Most Maltese are trilingual, speaking English and Italian as well as Maltese, another advantageous factor.
The Italian-French semiconductor giant SGS-ATES commenced operations in 1981, later to become SGS-THOMSON and now named STMicroelectronics (Malta). By 2005 this company was employing almost 3,000 people directly, manufacturing semiconductor products for Nokia, Apple, Bush and many other international companies. Today it employs 2,000 and many other hundreds indirectly involved in supply, carriage, security and cleaning.
There were others too which are still operational today, including De La Rue printing diverse paper money currencies and postage stamps. Playmobil has a major operation in Malta as well as Baxter (formerly Medical and Hospital Products) manufacturing small hospital equipment such as blood pressure gauges. The American company Methode manufacturing auto devices has also grown in recent years.
Additionally, there are a number of smaller enterprises involved in activities as diverse as aircraft maintenance, medicinal products and wrought iron and stainless steel products.
However, the question is how long is their lifeline in Malta? Cheap labour is no longer a factor although the language advantage and technical knowhow are positive entities. Negatively too, practically all manufacturing supplies have to be imported and freight charges have increased. At the onset, Malta offered tax incentives and grants but these disappeared when Malta became a Member of the EU ten years ago.
A recent European Commission report revealed that over the last two years over four million manufacturing jobs were lost in EU countries as manufacturers relocated to China, Indonesia, The Philippines and Malaysia. This pressure is also on Malta manufacturers.

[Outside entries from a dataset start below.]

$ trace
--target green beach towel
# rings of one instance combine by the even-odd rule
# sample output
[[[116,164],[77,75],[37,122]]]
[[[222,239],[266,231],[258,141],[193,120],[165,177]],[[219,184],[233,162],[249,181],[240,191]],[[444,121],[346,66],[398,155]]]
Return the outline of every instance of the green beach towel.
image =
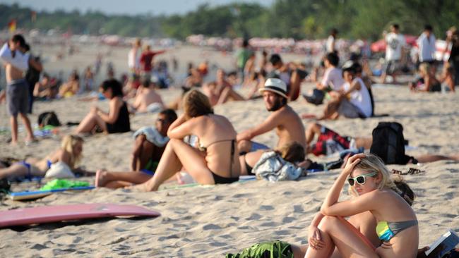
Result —
[[[293,258],[290,244],[280,240],[260,242],[239,254],[227,254],[226,258]]]
[[[80,188],[83,186],[89,186],[89,183],[66,179],[54,179],[52,181],[47,183],[40,190],[42,191],[47,191],[50,190]]]

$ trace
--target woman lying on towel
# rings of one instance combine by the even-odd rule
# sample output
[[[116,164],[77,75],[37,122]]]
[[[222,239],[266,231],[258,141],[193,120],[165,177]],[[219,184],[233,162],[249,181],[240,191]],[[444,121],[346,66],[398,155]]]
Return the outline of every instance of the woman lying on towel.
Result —
[[[415,201],[415,195],[412,190],[410,188],[410,185],[408,185],[408,184],[400,176],[395,176],[393,179],[393,182],[395,187],[393,188],[394,191],[397,192],[410,206],[412,206],[413,202]],[[285,254],[286,257],[303,258],[304,257],[306,252],[307,251],[309,245],[311,245],[311,248],[323,248],[324,242],[321,240],[320,231],[317,228],[317,223],[318,223],[317,218],[318,218],[319,216],[320,215],[316,216],[315,219],[311,221],[311,226],[309,226],[309,237],[308,239],[308,242],[309,245],[299,246],[283,241],[269,241],[261,244],[256,244],[249,248],[245,248],[242,254],[244,254],[244,252],[251,252],[251,253],[253,253],[254,249],[256,249],[256,250],[260,251],[261,249],[263,248],[267,245],[268,245],[268,247],[271,245],[275,245],[275,246],[280,245],[280,246],[283,247],[282,250],[284,252],[282,252],[282,254]],[[379,240],[376,231],[377,221],[370,211],[366,211],[358,214],[352,215],[349,217],[347,221],[349,221],[349,223],[350,223],[354,226],[354,228],[355,228],[355,231],[359,231],[359,233],[363,235],[362,237],[366,238],[371,242],[373,246],[375,247],[375,248],[381,245],[381,240]],[[273,252],[271,251],[273,250],[272,248],[268,249],[270,252]],[[429,246],[419,249],[417,251],[417,257],[425,258],[426,256],[424,254],[424,252],[428,250]],[[261,251],[264,252],[263,250],[261,250]],[[227,258],[235,257],[237,257],[236,255],[237,254],[227,254]],[[241,257],[242,257],[244,256],[242,255]],[[333,254],[331,255],[331,257],[341,257],[340,252],[336,248],[336,247],[335,247],[335,250]]]
[[[352,199],[338,202],[345,182]],[[394,190],[397,190],[397,191]],[[415,257],[419,227],[414,211],[400,197],[390,172],[377,156],[352,156],[328,192],[309,228],[305,257],[330,257],[336,247],[342,257]],[[369,211],[376,219],[381,245],[370,240],[342,217]],[[360,228],[362,231],[362,228]]]
[[[23,161],[13,164],[8,168],[0,168],[0,179],[44,176],[51,165],[58,161],[64,162],[71,169],[73,169],[75,165],[81,159],[83,142],[83,139],[79,136],[66,135],[62,139],[61,148],[44,159],[28,158]]]
[[[208,97],[195,90],[186,93],[183,107],[184,113],[167,130],[170,140],[155,175],[135,186],[136,189],[157,190],[182,167],[201,184],[231,183],[239,180],[241,168],[237,133],[230,121],[214,114]],[[186,135],[198,137],[198,149],[184,142]]]
[[[165,109],[158,113],[154,127],[143,127],[134,133],[136,142],[132,152],[131,171],[99,170],[96,172],[95,186],[116,189],[141,184],[151,178],[169,142],[167,136],[169,127],[177,118],[174,110]]]

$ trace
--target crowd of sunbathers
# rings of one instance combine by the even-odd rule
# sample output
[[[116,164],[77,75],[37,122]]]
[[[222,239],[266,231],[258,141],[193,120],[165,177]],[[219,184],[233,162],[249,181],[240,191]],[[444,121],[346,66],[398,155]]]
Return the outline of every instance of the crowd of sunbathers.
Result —
[[[134,47],[139,44],[136,42]],[[76,135],[129,132],[130,109],[148,110],[152,107],[147,102],[151,102],[159,105],[157,111],[160,111],[154,126],[142,128],[134,133],[131,171],[99,170],[95,174],[96,186],[155,191],[168,180],[182,183],[182,171],[200,184],[226,184],[237,181],[241,176],[256,176],[254,168],[269,150],[274,150],[280,158],[306,171],[317,165],[305,159],[307,154],[318,156],[344,152],[338,166],[342,170],[309,228],[309,246],[292,245],[294,256],[351,257],[357,253],[366,257],[416,257],[419,227],[411,207],[415,195],[401,178],[392,176],[379,157],[362,153],[371,145],[372,140],[342,136],[316,122],[311,123],[305,129],[302,117],[289,105],[290,101],[299,97],[302,81],[312,80],[306,78],[305,67],[284,63],[275,54],[270,56],[268,62],[263,54],[261,68],[255,72],[254,54],[246,49],[246,43],[242,47],[237,54],[244,64],[239,67],[243,75],[239,82],[252,85],[248,97],[238,93],[230,82],[237,81],[237,75],[232,79],[220,69],[215,82],[203,83],[201,76],[206,68],[191,68],[184,85],[184,94],[170,106],[182,111],[177,116],[174,109],[165,109],[167,106],[150,88],[152,82],[148,76],[141,74],[141,86],[136,89],[133,85],[137,83],[139,77],[134,73],[127,92],[119,81],[109,79],[99,89],[102,97],[109,101],[108,112],[93,107],[75,129],[75,135],[64,137],[58,150],[41,160],[27,159],[0,168],[0,179],[43,176],[58,162],[76,169],[83,145],[83,138]],[[143,59],[150,62],[153,62],[153,56],[160,54],[151,51],[148,47],[145,51],[148,54],[143,56]],[[304,96],[315,104],[326,102],[323,114],[316,118],[357,118],[374,115],[371,83],[369,85],[363,73],[364,66],[358,60],[351,60],[340,69],[335,52],[327,54],[323,63],[326,69],[323,80],[317,83],[315,92]],[[252,68],[246,68],[247,63]],[[66,87],[71,92],[75,90],[72,83]],[[125,101],[126,94],[136,96],[131,107]],[[214,113],[213,106],[216,104],[256,96],[263,99],[269,115],[260,124],[242,132],[237,132],[225,116]],[[278,138],[272,149],[253,140],[272,130]],[[316,142],[313,143],[315,138]],[[413,157],[408,162],[441,159],[458,160],[459,156],[426,155]],[[345,183],[350,185],[352,198],[340,202]],[[342,217],[350,219],[346,221]]]

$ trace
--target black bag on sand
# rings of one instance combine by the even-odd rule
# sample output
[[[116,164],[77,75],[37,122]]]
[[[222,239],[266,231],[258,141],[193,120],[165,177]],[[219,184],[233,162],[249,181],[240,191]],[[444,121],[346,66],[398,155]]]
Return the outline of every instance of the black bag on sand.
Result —
[[[396,122],[379,122],[373,130],[370,153],[379,156],[386,164],[405,165],[413,157],[405,154],[403,126]]]
[[[38,125],[44,127],[46,125],[61,126],[61,125],[56,113],[51,111],[43,112],[38,116]]]

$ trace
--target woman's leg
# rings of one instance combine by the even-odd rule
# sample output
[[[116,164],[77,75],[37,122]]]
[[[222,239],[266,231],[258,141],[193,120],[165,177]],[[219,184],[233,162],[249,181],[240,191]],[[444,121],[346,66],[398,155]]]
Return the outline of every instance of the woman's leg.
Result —
[[[95,173],[95,186],[119,188],[133,184],[141,184],[150,180],[151,176],[143,172],[109,172],[97,171]],[[121,183],[124,183],[121,184]],[[119,185],[119,186],[115,186]]]
[[[181,140],[171,139],[162,154],[155,176],[139,188],[149,191],[157,190],[160,185],[178,172],[182,166],[197,183],[204,185],[215,183],[205,157],[199,151]]]
[[[326,248],[314,250],[309,248],[305,257],[329,257],[335,246],[343,257],[378,258],[371,242],[343,219],[325,216],[318,226]]]
[[[16,164],[8,168],[0,168],[0,179],[15,176],[27,176],[28,173],[28,169],[24,165]]]
[[[107,131],[107,125],[102,118],[97,113],[90,112],[80,123],[75,130],[75,133],[90,133],[95,125],[99,125],[105,132]]]
[[[252,148],[252,142],[246,140],[243,140],[242,141],[237,142],[237,149],[239,150],[239,153],[247,153],[249,152]]]

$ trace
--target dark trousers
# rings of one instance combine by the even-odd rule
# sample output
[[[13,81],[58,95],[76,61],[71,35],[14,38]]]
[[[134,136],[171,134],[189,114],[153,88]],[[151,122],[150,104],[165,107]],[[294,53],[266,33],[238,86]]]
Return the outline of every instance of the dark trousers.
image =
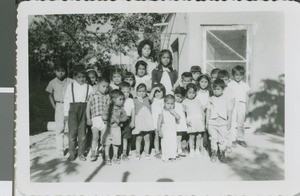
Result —
[[[70,103],[69,126],[69,153],[75,157],[76,141],[78,138],[78,155],[83,155],[86,145],[86,103]]]

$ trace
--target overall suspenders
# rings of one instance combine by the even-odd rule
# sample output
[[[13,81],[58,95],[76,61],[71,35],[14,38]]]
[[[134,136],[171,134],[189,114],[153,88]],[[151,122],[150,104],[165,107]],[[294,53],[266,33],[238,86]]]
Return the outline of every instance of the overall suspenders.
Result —
[[[74,83],[73,83],[73,82],[72,82],[72,84],[71,84],[71,90],[72,90],[72,99],[73,99],[73,103],[75,103],[75,97],[74,97]],[[89,85],[87,85],[87,88],[86,88],[85,102],[86,102],[87,99],[88,99],[88,95],[89,95]]]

Aware of this situation, successive Maltese Governments have striven to generate alternative enterprises. E-Gaming has become an important prop as well as diverse financial and insurance services. Ship registrations put Malta amongst the largest international registers and work on oil rigs is a major attraction.

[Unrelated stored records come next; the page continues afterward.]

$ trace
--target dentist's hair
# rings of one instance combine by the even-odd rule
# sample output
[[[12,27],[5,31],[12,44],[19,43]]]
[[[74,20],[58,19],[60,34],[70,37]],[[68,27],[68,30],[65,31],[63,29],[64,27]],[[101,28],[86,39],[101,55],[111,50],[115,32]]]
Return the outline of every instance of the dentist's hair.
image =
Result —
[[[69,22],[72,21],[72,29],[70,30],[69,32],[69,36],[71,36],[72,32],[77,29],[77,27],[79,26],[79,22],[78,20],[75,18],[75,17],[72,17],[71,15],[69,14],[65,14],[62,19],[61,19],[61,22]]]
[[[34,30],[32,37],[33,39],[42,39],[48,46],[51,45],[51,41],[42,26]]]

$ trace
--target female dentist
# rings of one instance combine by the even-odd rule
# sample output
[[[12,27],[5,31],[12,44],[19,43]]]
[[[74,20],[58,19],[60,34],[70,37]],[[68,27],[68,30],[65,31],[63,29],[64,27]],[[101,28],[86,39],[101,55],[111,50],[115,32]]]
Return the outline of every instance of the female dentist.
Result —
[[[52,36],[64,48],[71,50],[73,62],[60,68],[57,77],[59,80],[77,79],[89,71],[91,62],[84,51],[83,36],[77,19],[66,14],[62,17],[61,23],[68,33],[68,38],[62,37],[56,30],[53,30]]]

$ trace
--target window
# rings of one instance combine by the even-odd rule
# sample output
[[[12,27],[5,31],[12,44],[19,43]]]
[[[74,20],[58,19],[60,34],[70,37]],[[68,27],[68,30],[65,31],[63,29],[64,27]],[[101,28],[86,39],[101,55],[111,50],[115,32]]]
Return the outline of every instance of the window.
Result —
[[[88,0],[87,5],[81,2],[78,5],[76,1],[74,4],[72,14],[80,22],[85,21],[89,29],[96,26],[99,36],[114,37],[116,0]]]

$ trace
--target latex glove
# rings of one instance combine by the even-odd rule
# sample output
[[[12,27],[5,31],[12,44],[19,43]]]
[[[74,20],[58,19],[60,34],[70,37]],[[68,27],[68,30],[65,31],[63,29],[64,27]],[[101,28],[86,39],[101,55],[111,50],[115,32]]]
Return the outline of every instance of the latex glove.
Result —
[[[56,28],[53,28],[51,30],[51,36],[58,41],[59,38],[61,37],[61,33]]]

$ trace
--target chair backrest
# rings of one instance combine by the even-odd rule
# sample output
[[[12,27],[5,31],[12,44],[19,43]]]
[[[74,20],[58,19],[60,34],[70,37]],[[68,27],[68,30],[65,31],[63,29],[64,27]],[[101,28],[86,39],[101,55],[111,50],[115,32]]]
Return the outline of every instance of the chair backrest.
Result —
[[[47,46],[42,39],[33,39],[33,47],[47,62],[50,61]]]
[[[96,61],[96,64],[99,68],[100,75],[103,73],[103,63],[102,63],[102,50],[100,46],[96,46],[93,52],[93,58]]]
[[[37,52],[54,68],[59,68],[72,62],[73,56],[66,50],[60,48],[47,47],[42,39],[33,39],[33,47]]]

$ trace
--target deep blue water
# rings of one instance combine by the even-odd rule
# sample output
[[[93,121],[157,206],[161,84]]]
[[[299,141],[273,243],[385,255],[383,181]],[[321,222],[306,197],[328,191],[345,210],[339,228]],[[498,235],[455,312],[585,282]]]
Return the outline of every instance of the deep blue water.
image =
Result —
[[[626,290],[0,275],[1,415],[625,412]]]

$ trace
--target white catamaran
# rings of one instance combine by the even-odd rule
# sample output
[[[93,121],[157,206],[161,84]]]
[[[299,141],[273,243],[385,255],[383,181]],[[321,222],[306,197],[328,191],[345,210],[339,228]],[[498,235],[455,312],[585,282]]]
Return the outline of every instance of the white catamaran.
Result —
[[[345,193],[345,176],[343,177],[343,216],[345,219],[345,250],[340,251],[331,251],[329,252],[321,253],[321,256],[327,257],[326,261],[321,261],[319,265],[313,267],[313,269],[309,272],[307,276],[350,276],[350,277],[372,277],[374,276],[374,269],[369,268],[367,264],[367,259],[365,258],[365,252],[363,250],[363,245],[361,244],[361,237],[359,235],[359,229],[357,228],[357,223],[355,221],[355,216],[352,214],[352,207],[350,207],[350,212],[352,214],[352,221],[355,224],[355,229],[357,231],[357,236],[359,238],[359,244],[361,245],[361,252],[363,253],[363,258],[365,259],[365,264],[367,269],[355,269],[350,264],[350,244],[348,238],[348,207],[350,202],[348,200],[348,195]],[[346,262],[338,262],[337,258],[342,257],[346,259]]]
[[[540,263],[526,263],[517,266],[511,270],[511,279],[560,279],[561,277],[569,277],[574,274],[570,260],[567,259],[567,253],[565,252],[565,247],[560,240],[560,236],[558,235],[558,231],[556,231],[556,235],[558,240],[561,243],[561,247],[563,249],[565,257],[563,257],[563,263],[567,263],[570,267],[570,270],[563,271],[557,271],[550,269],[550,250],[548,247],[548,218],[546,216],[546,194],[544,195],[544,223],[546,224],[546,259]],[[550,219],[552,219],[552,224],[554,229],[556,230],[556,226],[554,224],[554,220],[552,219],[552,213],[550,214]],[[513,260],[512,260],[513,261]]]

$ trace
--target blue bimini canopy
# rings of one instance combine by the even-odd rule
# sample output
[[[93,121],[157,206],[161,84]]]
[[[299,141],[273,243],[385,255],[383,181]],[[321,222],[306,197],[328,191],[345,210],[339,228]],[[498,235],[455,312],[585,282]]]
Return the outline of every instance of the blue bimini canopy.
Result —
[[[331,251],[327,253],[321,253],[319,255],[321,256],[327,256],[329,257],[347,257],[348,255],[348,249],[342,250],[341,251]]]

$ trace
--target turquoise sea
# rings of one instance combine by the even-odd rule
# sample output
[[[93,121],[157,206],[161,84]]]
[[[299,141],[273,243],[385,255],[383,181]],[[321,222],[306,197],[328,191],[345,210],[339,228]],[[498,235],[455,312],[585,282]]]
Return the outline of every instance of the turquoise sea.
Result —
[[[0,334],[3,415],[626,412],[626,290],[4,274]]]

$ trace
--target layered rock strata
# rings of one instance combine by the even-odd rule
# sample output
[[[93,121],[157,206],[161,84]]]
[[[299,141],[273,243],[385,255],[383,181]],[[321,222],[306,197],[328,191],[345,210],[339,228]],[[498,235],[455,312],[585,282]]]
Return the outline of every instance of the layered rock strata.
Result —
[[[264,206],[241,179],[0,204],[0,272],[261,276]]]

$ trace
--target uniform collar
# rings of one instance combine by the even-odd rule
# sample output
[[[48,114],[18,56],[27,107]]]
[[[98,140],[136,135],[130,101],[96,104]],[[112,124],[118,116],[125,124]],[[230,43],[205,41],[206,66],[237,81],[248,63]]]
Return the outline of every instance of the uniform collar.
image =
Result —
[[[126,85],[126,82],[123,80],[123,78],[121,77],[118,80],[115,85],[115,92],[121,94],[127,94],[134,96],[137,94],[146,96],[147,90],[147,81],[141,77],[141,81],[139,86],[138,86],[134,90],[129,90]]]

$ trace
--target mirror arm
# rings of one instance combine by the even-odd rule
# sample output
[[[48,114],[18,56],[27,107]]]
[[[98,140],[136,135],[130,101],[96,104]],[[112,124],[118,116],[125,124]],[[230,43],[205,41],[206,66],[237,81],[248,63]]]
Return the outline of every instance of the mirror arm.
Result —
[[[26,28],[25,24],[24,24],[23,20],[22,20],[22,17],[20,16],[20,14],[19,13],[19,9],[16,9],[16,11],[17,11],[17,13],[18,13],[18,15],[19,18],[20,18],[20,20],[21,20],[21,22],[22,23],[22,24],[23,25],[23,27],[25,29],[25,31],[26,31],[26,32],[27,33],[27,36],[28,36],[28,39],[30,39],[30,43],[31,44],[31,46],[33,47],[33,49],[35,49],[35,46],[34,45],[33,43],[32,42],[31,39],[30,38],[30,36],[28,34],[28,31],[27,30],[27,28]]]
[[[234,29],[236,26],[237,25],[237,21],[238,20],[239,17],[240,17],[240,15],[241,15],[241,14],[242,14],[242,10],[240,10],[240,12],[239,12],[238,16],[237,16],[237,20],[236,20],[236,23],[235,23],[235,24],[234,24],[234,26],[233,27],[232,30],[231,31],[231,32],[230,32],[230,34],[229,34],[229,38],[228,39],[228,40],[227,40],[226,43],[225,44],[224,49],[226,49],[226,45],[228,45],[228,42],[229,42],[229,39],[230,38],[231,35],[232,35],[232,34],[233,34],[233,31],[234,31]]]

A further negative side to manufacturers is that they no longer offer attractive conditions and wages as they struggle to keep their operating costs minimal. Youngsters are not being attracted to a regimented-style system of work and shift work is proving a massive detractor because of night and week-end work.
Engineers and technicians obviously prefer shorter hours, no shift work and better wages and salaries. There is the further attraction of now being able to work in EU countries such as the UK, Germany, France, Holland etc for the obvious contract conditions they offer.
Paradoxically enough, manufacturers are now attracting “cheap labour” from Sicily, Spain, Russia and other eastern European countries where jobs are scarce and working in Malta provides a job, a wage and a Mediterranean climate.
Some years back a prominent Government Minister caused outrage when he publicly announced he would be willing to place bets that eventually industrial manufacturing would disappear from Malta. Outrage or not, having been involved in manufacturing for the last 30 years, I can see and appreciate the basis of his line of thought.
I am firmly of the opinion that industrial manufacturing in Malta is on skid row. It’s just a matter of time.